Civic workers — including teamster drivers, electricians and firefighters — went on strike in 1918. About 8,000 railway and non-civic workers walked out for a period in support, Moist said, and it forced the city to negotiate new terms with those civic employees.
The "miniature general strike" worked as a device to foment change, he said, and that example resonated with many in the metal trades.
That same year some metalworkers at Vulcan and the two other metalwork shops joined the Metal Trades Council, which demanded the companies recognize it as a union representing the interests of its workers.
'God gave me this plant'
Leonard scoffed at the suggestion and declared, "God gave me this plant, and by God I'll run it the way I want to."
About 45 firms and 1,000 employees went on strike July 22, 1918, after the trades council proposed wage increases and eight-hour days for auto and metalworkers. Though a few of the shops complied, most refused to negotiate with the council, so it was back to work — but the men's dissatisfaction became a catalyst of the Winnipeg General Strike.
Workers at Vulcan and two other metal shops declared on May 1, 1919, that they would strike again for the right to unionization and a collective bargaining process. The strike started the next day.
The Metal Trades Council turned to the Winnipeg Trades and Labour Council for help. After an overwhelming vote of support from its members, the council called the general strike.
About one-sixth of Winnipeg's population — an estimated 25,000 to 35,000 people — walked off the job.
"It was massive, massive in scale," Moist said.
The city ground to a halt on May 15, 1919, as everyone from bakers and telephone operators to public transportation and postal workers refused to work.
The strike culminated in the civil unrest of June 21, Bloody Saturday, when police charged protesters who'd set a streetcar on fire and two men were killed.
Workers ended the strike four days later.

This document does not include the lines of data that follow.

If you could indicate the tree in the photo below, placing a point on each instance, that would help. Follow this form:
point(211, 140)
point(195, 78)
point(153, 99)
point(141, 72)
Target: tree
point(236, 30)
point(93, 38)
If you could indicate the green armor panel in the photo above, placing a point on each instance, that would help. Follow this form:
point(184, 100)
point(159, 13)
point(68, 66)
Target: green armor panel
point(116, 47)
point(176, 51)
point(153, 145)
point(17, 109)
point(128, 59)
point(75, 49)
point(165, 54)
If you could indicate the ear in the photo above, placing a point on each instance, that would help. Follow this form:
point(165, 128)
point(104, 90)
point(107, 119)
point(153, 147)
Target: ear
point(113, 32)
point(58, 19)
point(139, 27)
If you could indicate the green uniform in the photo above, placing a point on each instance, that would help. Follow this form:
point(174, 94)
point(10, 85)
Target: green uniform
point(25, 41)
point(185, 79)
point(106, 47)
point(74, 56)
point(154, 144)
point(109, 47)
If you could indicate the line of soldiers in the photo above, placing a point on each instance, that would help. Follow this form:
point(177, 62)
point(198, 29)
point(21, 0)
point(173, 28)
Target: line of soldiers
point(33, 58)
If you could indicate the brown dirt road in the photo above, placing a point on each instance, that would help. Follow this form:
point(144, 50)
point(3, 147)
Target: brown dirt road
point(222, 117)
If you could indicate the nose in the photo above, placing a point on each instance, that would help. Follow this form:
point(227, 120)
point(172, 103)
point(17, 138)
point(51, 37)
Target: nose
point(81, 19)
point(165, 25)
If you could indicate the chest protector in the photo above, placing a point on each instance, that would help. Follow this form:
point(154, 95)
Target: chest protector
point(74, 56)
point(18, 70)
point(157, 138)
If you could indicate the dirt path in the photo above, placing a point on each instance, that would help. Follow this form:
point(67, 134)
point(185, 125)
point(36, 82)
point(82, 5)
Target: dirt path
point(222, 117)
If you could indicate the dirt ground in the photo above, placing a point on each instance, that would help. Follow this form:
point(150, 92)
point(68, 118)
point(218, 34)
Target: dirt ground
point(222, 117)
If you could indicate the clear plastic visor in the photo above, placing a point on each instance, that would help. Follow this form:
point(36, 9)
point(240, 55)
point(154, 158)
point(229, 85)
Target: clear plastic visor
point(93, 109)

Not much good immediately came of the strike for staff at places like Vulcan. Some were fired and conditions and wages remained low in the following years.
But though it wasn't a wholesale success, U of W historian Reilly says the 1919 Winnipeg General Strike laid the foundation for labour organizing and workers' rights that have become commonplace in Canada 100 years later.
Working and living conditions as well as health care improved thanks to the strike, he said.
"No one today would want to be working in the conditions that were found in those foundries and ironworks in Winnipeg in 1919, and the reason they don't work in those kinds of conditions is because of the struggle of those people in 1919 and the unions."